Negligence alone does not afford a cause of action. Liability will be imposed only when negligence is the proximate cause of injury; injury must be a natural and probable consequence of the negligent act or omission which an ordinarily prudent person ought reasonably to foresee would result in injury. If, between the alleged negligent act or omission and the injury, there occurs an independent, intervening, unforeseeable event, the causal connection between the alleged negligence and the injury is broken. Mobile City Lines, Inc. v. Proctor, 272 Ala. 217, 130 So. 2d 388 (1961); Mahone v. Birmingham Electric Co., 261 Ala. 132, 73 So. 2d 378 (1954).

The key here is foreseeability. This court has held many times that a person, who by some act or omission sets in motion a series of events, is not responsible for consequences of intervention of another agency, unless at the time of his original act or omission, the act of the intervening agency could reasonably be foreseen. If so, the causal chain is not broken. If the injury results from an independent intervening, efficient cause, not reasonably foreseeable, the original negligent act or omission is not the proximate cause of injury. Liberty National Life Insurance Co. v. Weldon, 267 Ala. 171, 100 So. 2d 696 (1958); Watt v. Combs, 244 Ala. 31, 12 So. 2d 189 (1943); Hammett v. Birmingham Railway, Light & Power Co., 202 Ala. 520, 81 So. 22 (1919).

*1340 It is generally accepted that violation of statutes or ordinances may be negligence. However, to recover, a causal connection must be established between the violation and injury. In this case, the consequences of the theft were too remote to be reasonably foreseeable by the defendant when he left the truck unattended with the keys in the ignition. We conclude that the negligent or wanton act of the thief resulting in the injury and in the death, could not be reasonably foreseen by the defendant; it is sufficient to break the chain of causation.
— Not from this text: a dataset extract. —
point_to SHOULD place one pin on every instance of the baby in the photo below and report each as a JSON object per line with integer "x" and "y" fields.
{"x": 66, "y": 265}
The majority of our sister states are in accord. Surratt v. Petrol, Inc. (Ind.App.), 312 N.E.2d 487, rehearing denied (Ind.App.), 316 N.E.2d 453 (1974) (summary judgment in favor of defendant upheld); Stone v. Bethea, 251 S.C. 157, 161 S.E.2d 171 (1968); Berluchaux v. Employers Mutual of Wausau (La.App.), 194 So. 2d 463, writ refused, 250 La. 533, 197 So. 2d 79 (1967); Call v. Huffman (La.App.), 163 So. 2d 397, writ refused, 246 La. 376, 164 So. 2d 361 (1964); Ross v. Nutt, 177 Ohio St. 113, 203 N.E. 118 (1964); Permenter v. Milner Chevrolet Co., 229 Miss. 385, 91 So. 2d 243 (1956); Anderson v. Theisen, 231 Minn. 369, 43 N.W.2d 272 (1950); Castay v. Katz & Besthoff (La. App.), 148 So. 76 (1933).

Plaintiffs contend that this court has held a criminal act not to be a sufficient intervening agency to break the chain of causation and cites Liberty National Life Insurance Co. v. Weldon, supra, in support. This case is distinguishable on the facts. Also the rule adopted in Weldon is inapplicable for other reasons given in that opinion.

In this case, we hold the negligent driving of the thief was the proximate cause of the injuries; defendant's negligence, if any, was too remote to be a proximate cause of those injuries. Therefore, violation of the ordinance, under the facts in this case, cannot be considered a proximate cause of the accident as a matter of law.